Потому как недолго прожила на свете Юко. Родами померла, первенцу жизнь давая, — и сыночек тоже помер, почти сразу. Жизнь в деревне суровая, никто и понять не мог, чего это Дзиро так убивается по жене, которая ему и детишек принести не сумела. А он места себе от горя не находил. В первый и последний раз в жизни в одиночку против односельчан пошел, сколько вынес — а не позволил себе новую жену навязать. Говорят, как бамбук под ветром гнется, так человек перед мнением общественным склоняется… А вот Дзиро-молчун не склонился. И не то чтоб мог он красивыми да длинными фразами объяснить, отчего не дозволяет матронам деревенским даже намекнуть на возможность нового брака, — нет, он и сам-то толком не понимал, что с ним происходит. Одно знал — век будет верен памяти своей Юко. Никому не позволит ее, любимую, заменить.
Вот так вот… А дни бегут, вот уж тридцать лет, коль не поболе, как живет Дзиро — вдовец бобылем. Говорит он ныне с покупательницами совсем не так охотно, как когда Юко жива была, — но торговля идет, берут у него уголек, не одним хозяйством крестьянским пробавляется.
Правда, платят Дзиро чаще всего не деньгами, а рисом, — но и то ладно. На рис тоже много всего полезного выменять можно — хоть материи, хоть утвари, хоть съестного. А то как бы без жены да детишек управляться? Кто, коль не сожительница с дочками, для крестьянина ткет да шьет? Кто, коль не сыновья, в огороде работает? А Дзиро — один на свете. Конечно, понимает он — не будь он единственным угольщиком на все селение, давным-давно рухнула бы его торговлишка, уж больно молчалив. Только никому больше неохота угольщицким делом заниматься. Хлопотное оно, а порой еще и опасное.
Тем утром у Дзиро кошки на сердце скребли: как ни крути, а с каждой из женщин нынче поговорить придется. И не просто поговорить, а еще и выслушать от каждой пару ласковых. Он ведь цену на уголь поднимает.

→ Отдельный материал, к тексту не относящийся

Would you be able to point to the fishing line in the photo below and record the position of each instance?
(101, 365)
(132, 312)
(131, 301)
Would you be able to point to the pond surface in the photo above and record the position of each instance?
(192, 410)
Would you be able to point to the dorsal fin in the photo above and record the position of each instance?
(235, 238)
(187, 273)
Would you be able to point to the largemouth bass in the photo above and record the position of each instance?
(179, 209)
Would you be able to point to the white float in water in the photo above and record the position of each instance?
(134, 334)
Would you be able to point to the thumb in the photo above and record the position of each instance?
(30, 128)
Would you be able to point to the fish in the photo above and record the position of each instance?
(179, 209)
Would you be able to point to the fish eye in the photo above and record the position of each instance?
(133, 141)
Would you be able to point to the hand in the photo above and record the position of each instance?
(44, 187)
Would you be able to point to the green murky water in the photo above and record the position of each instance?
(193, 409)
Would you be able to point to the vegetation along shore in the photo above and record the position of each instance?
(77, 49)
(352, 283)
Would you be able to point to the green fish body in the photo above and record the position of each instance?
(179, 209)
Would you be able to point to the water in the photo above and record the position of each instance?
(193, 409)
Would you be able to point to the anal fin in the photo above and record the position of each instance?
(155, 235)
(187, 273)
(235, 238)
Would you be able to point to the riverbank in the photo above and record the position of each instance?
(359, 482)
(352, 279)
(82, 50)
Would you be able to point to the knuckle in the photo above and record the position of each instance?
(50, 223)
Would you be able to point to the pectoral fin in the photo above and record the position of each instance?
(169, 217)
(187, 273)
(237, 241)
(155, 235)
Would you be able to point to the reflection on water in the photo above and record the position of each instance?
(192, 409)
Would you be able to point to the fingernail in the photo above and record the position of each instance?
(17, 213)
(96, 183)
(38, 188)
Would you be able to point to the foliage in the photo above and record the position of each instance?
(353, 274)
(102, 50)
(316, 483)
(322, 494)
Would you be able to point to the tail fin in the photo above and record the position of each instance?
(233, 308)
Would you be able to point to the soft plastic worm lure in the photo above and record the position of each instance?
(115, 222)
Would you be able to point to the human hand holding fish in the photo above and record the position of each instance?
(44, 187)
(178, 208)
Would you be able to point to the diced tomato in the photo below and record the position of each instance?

Вчера поднялся он высоко в горы — уголь покупать у углежога, что там стоит. И в кои веки пожалел, что молчуном родился, — так захотелось высказать подлецу все, что на душе накипело, когда заявил тот — ныне за уголь платить вдвое против прежнего придется. Потому как большую опасность теперь углежоги терпят — а все из-за банды господина Куэмона.
Орать, ясное дело, Дзиро не стал. Просто охнул, перекосился да уставился на углежога с немым укором. Наконец выговорил все ж таки:
— Нет. Слишком дорого. Я у кого другого куплю.
— Купи, друг, коли найдешь, — пожал углежог плечами. — А только нету больше никого. Кинтаро зарубили на прошлой неделе. Я один в этих местах проклятых и остался.
— Как это — зарубили?! — не поверил своим ушам Дзиро.
— А так. Пришли, слышь, вольные молодцы, соли да мисо потребовали, а Кинтаро, я так понимаю, ворчать вздумал. Я когда его в последний раз видел — орал он, дескать, соль у него и так уж почти вышла, а ежели последнее разбойникам отдавать — откуда взять соль да саке, чтоб богу печей приношение сделать, когда уголь жжешь? Дураком родился — дураком и помер. Что — ко мне бандиты не ходят? То того им, то этого! А я даю, не прекословлю. Соли, саке да мисо завсегда купить можно, а жизни новой не купишь.
Углежог развел руками — что, мол, против силы поделаешь?
— Глупо в одиночку против молодцев вольных вставать.
— Эх… Тяжко нынче в наших местах жить стало, — пробормотал Дзиро.
— Что верно, то верно. А кто, я спрашиваю, всему виной? — Углежог посмотрел на Дзиро выразительно, ожидая ответа.
Отвечать Дзиро не стал. Во-первых, охота была впустую языком чесать, — поди, не с покупательницей говорит. А во-вторых, ума он, что ль, лишился — нового даймё ругать? Как умеет, так провинцией и управляет! Что б теперь сделать? Непонятно. Думал Дзиро, думал — ни до чего хорошего не додумался. Только и смог, что протянуть углежогу кожаную флягу отменной деревенской самогонки.